Sally Ride on Math and Science
USA Today has a great interview today with Sally Ride, the first American woman in space. She makes a few points that are germane to the discussion on America's math and science "edge" and the role of women in creating that edge. First, we used to think that women wouldn't make good doctors or lawyers, but now those professional schools are 50-50. It's possible that stereotypes in math and science are just slightly more entrenched. Second, girls have perceptions of engineering that consist of a 65-year-old guy in a lab coat hunched over his experiments in a basement somewhere. She recommends linking promising female math and science types up with "the coolest female engineer in the company" to show that those perceptions are false.
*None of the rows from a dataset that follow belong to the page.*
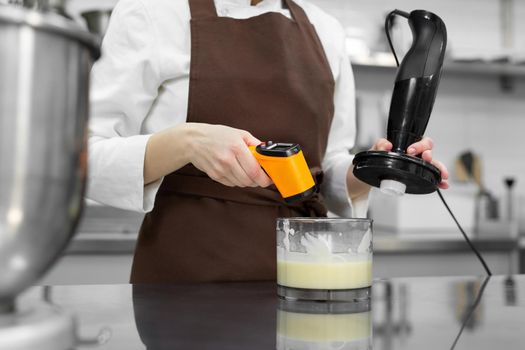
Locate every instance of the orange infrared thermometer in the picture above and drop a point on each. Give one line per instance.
(285, 165)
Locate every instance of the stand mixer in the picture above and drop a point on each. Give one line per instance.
(45, 60)
(413, 97)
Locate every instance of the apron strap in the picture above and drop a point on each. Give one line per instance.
(202, 9)
(297, 12)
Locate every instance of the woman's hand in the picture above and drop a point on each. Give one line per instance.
(222, 153)
(357, 188)
(423, 147)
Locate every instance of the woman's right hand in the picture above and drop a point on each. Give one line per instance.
(222, 153)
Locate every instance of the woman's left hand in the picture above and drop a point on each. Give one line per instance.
(423, 147)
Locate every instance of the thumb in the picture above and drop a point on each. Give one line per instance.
(250, 140)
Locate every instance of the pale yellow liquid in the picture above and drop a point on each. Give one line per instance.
(324, 275)
(324, 328)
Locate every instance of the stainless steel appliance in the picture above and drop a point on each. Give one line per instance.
(45, 60)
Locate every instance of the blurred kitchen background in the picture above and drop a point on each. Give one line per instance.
(477, 124)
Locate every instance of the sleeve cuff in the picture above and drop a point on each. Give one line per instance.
(116, 173)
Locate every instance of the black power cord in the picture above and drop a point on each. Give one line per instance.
(387, 31)
(471, 245)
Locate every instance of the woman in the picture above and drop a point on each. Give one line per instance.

And finally, she calls for vouchers to help hold schools' feet to the fire in creating higher standards.
As the numbers at the start of the piece point out, India graduated 200,000 engineers in 2004 (I'm guessing they mean undergraduate degrees, though this isn't said). The U.S. graduated 70,000. Engineering fields will grow fast and create a lot of new jobs in the next few years. By my calculation, if the U.S. graduated as many female engineers as male engineers, the total could rise to about 115,000, a far more competitive number. I've written in previous posts that we should remember that not everyone with capabilities in math and science wants to be an engineer. I like to think I could have been a good one, but my main interests lay elsewhere. Still, changing perceptions of engineering, and some good outreach, could really shake up the situation. Hopefully Sally Ride will lead the way, just as she did into space.